I share your concerns about FPs, but since we're doing something very similar to what uridnsbl does but with much less DNS overhead, the same concerns apply to FPs with uridnsbl, it's just that this new way of doing things would be much faster.
We have not turned this data into lists yet, but the reasons for considering it are as I describe: to bypass the very time consuming name resolution that urndnsbl does against domains in wild messages.

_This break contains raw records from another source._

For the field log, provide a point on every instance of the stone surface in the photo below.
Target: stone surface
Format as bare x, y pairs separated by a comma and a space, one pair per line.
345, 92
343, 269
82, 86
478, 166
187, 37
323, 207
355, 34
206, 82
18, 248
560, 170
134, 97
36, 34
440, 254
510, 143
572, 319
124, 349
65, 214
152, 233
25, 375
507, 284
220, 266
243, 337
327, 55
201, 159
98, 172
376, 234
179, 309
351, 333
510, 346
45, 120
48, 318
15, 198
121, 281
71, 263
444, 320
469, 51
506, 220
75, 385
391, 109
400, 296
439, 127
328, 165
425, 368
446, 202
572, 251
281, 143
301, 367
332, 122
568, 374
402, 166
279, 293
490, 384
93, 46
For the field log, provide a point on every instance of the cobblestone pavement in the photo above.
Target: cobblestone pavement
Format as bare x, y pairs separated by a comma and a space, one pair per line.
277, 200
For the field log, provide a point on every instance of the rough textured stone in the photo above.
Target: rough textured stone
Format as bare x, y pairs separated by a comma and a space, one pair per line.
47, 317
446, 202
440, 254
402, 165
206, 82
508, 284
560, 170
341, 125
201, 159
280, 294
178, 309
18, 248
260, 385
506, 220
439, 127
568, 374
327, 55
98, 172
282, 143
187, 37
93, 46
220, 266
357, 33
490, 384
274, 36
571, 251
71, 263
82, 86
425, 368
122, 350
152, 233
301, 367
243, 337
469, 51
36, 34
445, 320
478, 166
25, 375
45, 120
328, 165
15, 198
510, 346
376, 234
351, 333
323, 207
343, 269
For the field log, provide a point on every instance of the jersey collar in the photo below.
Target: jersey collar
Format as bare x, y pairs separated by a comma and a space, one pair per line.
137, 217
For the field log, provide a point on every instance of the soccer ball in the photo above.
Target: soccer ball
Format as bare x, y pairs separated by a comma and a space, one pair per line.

It's meant to be a potential speedup/replacement for uridnsbl.
We should definitely discuss this more, and I'd like to hear from the SA developers.
Jeff C. -- "If it appears in hams, then don't list it."
on Wed, Nov 10, 2004 at 08:25:43AM -0500, Rob McEwen wrote:
CBL catches a LOT of spam... but it also periodically will list the mailserver for respected IPS where that ISP had one user who send out a bunch of spam and then CBL listed the IP address of that server.
IME, it's not so much spam as virus-infected machines. One reason I continue to use CBL is that it keeps out 40% of the virus traffic I'd see otherwise - that the infected machines are often used as spam proxies is icing on the cake. And anything that encourages slacker mail admins to /stop emitting or proxying viruses/ is a good thing in my book. So I don't see what your problem is.
As for the issue of listing domains and IPs of known spammer domains; I've been doing this (listing IPs of found spammer domains and checking unknown domains against the IP blacklist) for several months and it's worked pretty well. In a nutshell, the spammers change IPs more slowly than they change domains. It's a useful check. But you have to be careful to expire those IPs from time to time, as they're subsequently reassigned (whether to other spammers or to legit businesses).
On Wednesday, November 10, 2004, 7:29:32 AM, Steven Champeon wrote:
on Wed, Nov 10, 2004 at 08:25:43AM -0500, Rob McEwen wrote:
CBL catches a LOT of spam... but it also periodically will list the mailserver for respected IPS where that ISP had one user who send out a bunch of spam and then CBL listed the IP address of that server.
IME, it's not so much spam as virus-infected machines. One reason I continue to use CBL is that it keeps out 40% of the virus traffic I'd see otherwise - that the infected machines are often used as spam proxies is icing on the cake. And anything that encourages slacker mail admins to /stop emitting or proxying viruses/ is a good thing in my book. So I don't see what your problem is.
For some additional info, the current checks against XBL are for NS (name server), unqualified domain and www.domain.com currently. MX records are not being checked since they're less directly connected with URI domains.
Jeff C. -- "If it appears in hams, then don't list it."